Liberal Democrat

Liberal Democrat
Individual Freedom For Everyone

Saturday, December 27, 2014

Jim Morrison Project: Blog: The Doors, Crawling King Snake: Jim Morrison The Leather King

The Leather King
Jim Morrison Project: Blog: The Doors, Crawling King Snake: Jim Morrison The Leather King

I think the Crawling King Snake video from The Doors with Jim Morrison perfectly sums up the style and career of Jim Morrison. The man made leather jeans and rock and roll culture and why it looks the way it does today, at least with hard rockers and headbangers. The Lizard King obviously wasn’t a hard rocker or a headbanger, but he put his signature black snake-skin leather jeans on the map and made them cool. To the point by the 1980s they were standard for rockers male and female. And probably a big reason why Melissa Etheridge and Joan Jett got into them and why you saw rock and roll bands like Guns N Roses and Kiss get into them and of course the metal bands like Skid Row and Motley Crew.

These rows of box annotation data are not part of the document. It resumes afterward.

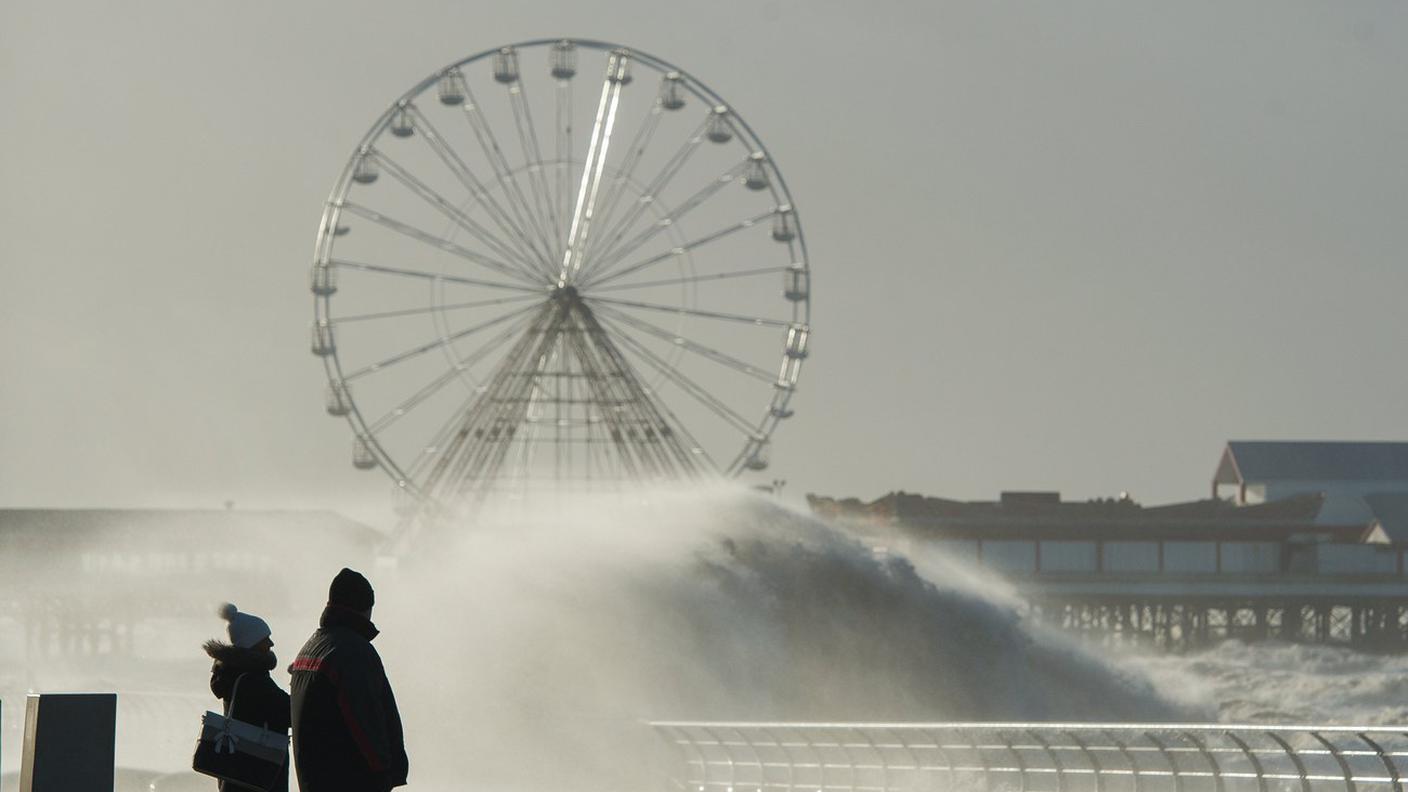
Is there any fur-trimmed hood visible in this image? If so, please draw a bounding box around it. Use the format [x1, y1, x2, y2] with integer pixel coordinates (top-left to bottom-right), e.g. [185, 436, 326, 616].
[203, 640, 279, 671]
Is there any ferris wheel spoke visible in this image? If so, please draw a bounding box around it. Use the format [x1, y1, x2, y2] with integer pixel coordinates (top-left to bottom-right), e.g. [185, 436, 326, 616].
[335, 202, 538, 285]
[328, 259, 543, 296]
[586, 99, 673, 261]
[367, 308, 532, 434]
[585, 159, 748, 273]
[591, 266, 788, 295]
[588, 118, 708, 267]
[408, 104, 546, 268]
[586, 297, 791, 327]
[462, 90, 552, 262]
[558, 51, 629, 286]
[508, 79, 562, 264]
[603, 314, 758, 437]
[582, 210, 774, 289]
[328, 295, 542, 324]
[370, 149, 535, 275]
[342, 298, 541, 382]
[596, 306, 777, 385]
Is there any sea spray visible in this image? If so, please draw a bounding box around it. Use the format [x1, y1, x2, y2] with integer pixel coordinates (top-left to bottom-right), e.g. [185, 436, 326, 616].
[377, 490, 1190, 789]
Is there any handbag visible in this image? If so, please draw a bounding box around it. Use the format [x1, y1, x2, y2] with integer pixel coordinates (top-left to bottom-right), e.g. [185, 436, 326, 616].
[190, 674, 289, 792]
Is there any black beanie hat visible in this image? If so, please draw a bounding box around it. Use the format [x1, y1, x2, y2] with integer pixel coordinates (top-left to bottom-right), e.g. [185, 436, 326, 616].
[328, 567, 376, 610]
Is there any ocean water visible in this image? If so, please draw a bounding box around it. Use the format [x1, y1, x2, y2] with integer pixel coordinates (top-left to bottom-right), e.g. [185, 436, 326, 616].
[0, 490, 1408, 789]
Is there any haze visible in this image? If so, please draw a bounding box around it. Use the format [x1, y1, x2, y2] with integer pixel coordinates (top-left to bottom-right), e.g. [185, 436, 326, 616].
[0, 0, 1408, 514]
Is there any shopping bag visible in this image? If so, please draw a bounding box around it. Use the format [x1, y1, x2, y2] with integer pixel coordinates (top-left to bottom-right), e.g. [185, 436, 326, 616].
[190, 676, 289, 792]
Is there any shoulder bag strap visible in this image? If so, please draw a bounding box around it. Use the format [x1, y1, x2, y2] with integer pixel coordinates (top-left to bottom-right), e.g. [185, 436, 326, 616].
[225, 672, 248, 717]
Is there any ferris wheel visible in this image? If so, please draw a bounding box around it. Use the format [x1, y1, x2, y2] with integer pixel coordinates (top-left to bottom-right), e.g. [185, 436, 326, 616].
[311, 39, 811, 503]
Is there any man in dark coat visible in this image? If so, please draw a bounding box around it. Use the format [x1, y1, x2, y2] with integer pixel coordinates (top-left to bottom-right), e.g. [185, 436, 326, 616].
[289, 569, 410, 792]
[204, 602, 289, 792]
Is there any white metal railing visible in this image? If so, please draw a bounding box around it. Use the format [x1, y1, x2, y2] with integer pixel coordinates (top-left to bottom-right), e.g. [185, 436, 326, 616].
[650, 722, 1408, 792]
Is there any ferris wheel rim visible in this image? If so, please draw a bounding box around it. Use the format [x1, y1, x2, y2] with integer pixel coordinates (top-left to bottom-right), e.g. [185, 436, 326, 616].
[314, 37, 811, 493]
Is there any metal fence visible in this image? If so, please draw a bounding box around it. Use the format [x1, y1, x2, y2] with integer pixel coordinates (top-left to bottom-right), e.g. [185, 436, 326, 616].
[650, 722, 1408, 792]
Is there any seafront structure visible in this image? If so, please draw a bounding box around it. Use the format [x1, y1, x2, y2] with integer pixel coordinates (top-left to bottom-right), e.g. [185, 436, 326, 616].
[808, 441, 1408, 651]
[0, 509, 382, 660]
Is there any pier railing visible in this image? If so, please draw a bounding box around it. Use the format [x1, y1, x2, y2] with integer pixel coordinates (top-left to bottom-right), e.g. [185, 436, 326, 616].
[650, 722, 1408, 792]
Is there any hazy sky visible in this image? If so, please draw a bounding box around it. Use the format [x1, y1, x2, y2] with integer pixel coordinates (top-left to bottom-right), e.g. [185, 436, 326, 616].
[0, 0, 1408, 512]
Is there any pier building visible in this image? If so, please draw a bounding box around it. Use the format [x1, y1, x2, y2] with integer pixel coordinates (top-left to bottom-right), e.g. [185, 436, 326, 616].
[808, 441, 1408, 651]
[0, 509, 382, 660]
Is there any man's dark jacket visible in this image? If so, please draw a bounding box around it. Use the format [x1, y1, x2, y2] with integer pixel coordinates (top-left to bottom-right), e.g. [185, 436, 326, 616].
[289, 605, 410, 792]
[206, 641, 289, 792]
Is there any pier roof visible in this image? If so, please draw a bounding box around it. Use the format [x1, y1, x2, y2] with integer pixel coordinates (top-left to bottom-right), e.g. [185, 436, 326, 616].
[1214, 440, 1408, 483]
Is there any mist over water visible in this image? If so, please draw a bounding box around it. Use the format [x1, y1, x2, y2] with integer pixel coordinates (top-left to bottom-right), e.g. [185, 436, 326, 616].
[8, 489, 1408, 792]
[377, 490, 1190, 789]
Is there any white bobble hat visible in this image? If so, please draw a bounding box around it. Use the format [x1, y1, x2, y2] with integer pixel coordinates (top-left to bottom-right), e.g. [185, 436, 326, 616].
[220, 602, 272, 650]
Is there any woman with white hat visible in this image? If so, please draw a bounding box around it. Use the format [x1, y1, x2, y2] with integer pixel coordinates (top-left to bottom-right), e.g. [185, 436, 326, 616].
[204, 602, 289, 792]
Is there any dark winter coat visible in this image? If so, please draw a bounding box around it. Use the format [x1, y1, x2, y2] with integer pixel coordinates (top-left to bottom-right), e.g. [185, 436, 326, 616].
[289, 606, 410, 792]
[206, 641, 290, 792]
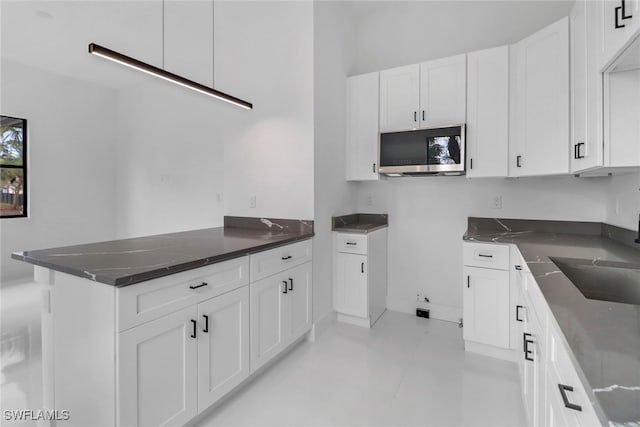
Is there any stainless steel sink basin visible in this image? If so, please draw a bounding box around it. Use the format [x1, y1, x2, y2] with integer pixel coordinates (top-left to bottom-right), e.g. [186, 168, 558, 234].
[551, 258, 640, 305]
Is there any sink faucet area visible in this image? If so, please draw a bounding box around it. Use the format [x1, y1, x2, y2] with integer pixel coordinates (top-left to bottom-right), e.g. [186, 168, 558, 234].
[551, 258, 640, 305]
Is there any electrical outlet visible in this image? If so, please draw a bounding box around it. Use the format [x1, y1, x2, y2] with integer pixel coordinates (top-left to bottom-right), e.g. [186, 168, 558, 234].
[491, 196, 502, 209]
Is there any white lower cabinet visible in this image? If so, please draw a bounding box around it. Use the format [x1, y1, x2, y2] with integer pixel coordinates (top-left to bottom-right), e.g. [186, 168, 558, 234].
[117, 306, 198, 426]
[250, 262, 311, 372]
[118, 286, 249, 426]
[462, 242, 510, 355]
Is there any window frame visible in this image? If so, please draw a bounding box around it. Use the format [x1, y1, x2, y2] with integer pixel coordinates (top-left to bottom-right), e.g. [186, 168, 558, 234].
[0, 114, 29, 219]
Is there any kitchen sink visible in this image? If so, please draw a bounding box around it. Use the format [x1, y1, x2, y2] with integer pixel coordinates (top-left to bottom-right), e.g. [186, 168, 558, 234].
[551, 258, 640, 305]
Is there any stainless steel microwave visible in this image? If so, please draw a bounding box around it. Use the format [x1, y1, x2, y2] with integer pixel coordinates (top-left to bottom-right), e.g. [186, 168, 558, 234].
[378, 124, 465, 176]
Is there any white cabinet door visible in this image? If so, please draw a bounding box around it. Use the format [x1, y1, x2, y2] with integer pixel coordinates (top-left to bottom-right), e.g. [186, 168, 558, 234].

And that is what you see in this video. The Lizard King moving so smoothly in his snake skin’s and cowboy boots and the concho belt. He combined rock and roll culture and lifestyle, with Western and American-Indian culture with the leather jeans, cowboy boots and concho belt and the leather jacket as well. He put these looks on the map in rock and roll, because of how often he wore this outfit in public and all the images that have come from those appearances. That were famous then and if anything now more popular forty-five years later. And without the Lizard King, rock and roll probably looks a lot different in the 1970s, 80s, 90s and today.

Leather in general wasn’t very popular in America when it came to wardrobes pre-late 1960s or so, except for perhaps biker and to a certain extent Western culture. So Jim Morrison in his full leather suit and then throw in the cowboys boots and the concho belt, that if anything even highlighted his leather jeans even more, especially in front, he was taking a risk. But he had the style, the look, the moves to make it work to the point that he became a rock and roll and perhaps even style icon in America and not just in rock and roll. And all of this is part of legacy that is still alive and well today.